In this episode recorded during Black History Month, special guest interviewer, Dr. Akiemi Glenn, Executive Director of the Pōpolo Project, interviews movement artist, Sequoia Carr-Brown. The Pōpolo Project redefines what it means to be Black in Hawai‘i and in the world, and is one of Shangri La’s frequent partners and collaborators. Sequoia shares her experiences of being a Black woman living in Hawai‘i, how she uses her art as a way to work through trauma and shed light on forgotten parts of American history, and tells listeners how she first learned about Hawaiʻi watching surfers on Lake Michigan as a child in her hometown of Chicago.

I’m always affected by the complexity of what it means to call something yours that was not yours...appreciating, acquiring, collaging together different things from across the world that have meant something to you but at the same time have meant something to the places from where they came.That relationship is extremely complex.

Sai Bhatawadekar

Leslee Michelsen with Reem Bassous and Sai Bhatawadekar

In this episode, Dr. Leslee Michelsen, Shangri La’s Curator of Exhibitions & Collections, holds a conversation with multimedia artist and professor, Reem Bassous, and dancer, philosopher and professor, Sai Bhatawadekar. They explore topics such as how to express ethereality through art, how to channel loss and rebirth, and the complex layers of what it means to appreciate, collect and share art and culture that is not your own.

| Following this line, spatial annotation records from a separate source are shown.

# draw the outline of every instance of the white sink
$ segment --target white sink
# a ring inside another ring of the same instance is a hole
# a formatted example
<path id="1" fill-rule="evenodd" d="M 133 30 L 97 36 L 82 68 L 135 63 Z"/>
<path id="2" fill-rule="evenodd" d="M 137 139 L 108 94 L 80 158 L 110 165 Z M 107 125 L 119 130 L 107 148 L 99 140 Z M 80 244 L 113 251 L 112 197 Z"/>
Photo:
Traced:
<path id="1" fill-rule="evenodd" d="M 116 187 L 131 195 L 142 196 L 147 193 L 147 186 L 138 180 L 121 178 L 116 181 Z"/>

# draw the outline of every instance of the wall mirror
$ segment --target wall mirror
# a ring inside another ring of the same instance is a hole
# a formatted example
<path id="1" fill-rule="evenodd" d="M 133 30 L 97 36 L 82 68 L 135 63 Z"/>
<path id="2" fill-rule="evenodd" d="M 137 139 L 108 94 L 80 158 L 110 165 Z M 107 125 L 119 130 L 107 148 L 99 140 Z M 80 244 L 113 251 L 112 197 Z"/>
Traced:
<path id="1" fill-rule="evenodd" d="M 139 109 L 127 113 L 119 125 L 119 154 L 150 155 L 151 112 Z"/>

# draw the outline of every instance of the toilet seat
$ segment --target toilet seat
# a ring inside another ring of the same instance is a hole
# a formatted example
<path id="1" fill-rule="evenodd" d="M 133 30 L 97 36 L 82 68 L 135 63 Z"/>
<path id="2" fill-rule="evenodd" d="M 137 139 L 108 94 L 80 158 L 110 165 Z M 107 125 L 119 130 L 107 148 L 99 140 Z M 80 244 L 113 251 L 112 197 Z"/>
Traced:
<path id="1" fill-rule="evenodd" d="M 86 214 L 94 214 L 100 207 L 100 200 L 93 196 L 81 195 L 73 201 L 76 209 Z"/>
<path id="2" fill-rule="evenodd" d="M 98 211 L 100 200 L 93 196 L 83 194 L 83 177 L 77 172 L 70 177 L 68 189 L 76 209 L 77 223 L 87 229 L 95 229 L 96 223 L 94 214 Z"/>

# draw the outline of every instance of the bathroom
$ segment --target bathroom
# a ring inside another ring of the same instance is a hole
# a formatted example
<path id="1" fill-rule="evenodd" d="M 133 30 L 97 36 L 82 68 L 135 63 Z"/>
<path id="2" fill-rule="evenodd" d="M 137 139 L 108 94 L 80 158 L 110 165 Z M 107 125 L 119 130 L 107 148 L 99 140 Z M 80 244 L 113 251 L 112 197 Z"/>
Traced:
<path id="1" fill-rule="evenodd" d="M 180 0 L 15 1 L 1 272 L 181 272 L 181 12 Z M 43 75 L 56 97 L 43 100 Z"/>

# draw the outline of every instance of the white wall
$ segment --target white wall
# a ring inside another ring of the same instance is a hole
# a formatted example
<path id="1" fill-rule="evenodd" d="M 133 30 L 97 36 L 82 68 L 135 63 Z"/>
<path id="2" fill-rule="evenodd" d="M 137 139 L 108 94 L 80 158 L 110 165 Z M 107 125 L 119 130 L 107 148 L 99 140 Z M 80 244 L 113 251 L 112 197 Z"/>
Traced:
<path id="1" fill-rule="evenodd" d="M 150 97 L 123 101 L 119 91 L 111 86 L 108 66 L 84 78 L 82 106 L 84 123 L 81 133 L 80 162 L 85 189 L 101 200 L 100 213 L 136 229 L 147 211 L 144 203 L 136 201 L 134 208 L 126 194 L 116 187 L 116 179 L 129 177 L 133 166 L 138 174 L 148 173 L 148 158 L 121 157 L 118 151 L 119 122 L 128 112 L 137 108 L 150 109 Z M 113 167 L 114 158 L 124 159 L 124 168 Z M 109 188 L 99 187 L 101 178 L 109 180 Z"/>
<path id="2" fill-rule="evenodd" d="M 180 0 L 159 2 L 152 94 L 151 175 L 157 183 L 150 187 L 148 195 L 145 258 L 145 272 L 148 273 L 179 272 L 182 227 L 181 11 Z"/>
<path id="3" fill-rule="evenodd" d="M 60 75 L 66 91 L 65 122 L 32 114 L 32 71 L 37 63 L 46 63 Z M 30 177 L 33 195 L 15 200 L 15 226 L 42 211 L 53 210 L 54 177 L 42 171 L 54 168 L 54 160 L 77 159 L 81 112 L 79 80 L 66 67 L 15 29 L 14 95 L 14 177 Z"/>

For us, we were affirming our humanity under the most despicable conditions and that resonates with people everywhere. Even the person with the most can appreciate what the person with the least creates because they’re going to find it useful. This is how we found life under constant threat and the reality of death.

Dr. Keith Cross

Navid Najafi with Keith Cross and Brandon Ng

In this episode, Navid Najafi, Shangri La’s Learning Programs Coordinator, talks with MC, singer and professor, Keith Cross AKA Doctabarz and photographer, Brandon Ng. They discuss native plants, delve into ideas of progress, and what it means to use art to occupy places where one has been excluded historically and culturally.

It’s sort of our mission as human beings to be able to negotiate and interpret one another’s culture and I think we do that extraordinarily well in Hawaiʻi because of this multiculturalism that goes back hundreds of years.

Melissa Chimera

Konrad Ng with Melissa Chimera and Moses Goods

In this episode, Dr. Konrad Ng, Shangri La’s Executive Director, talks with painter, Melissa Chimera, and actor and playwright, Moses Goods, about the importance of recognizing family lineages informing our world view, Hawaiʻi’s tradition of multiculturalism, and how to unpack the complicated layers of a place like Shangri La through artistic expression.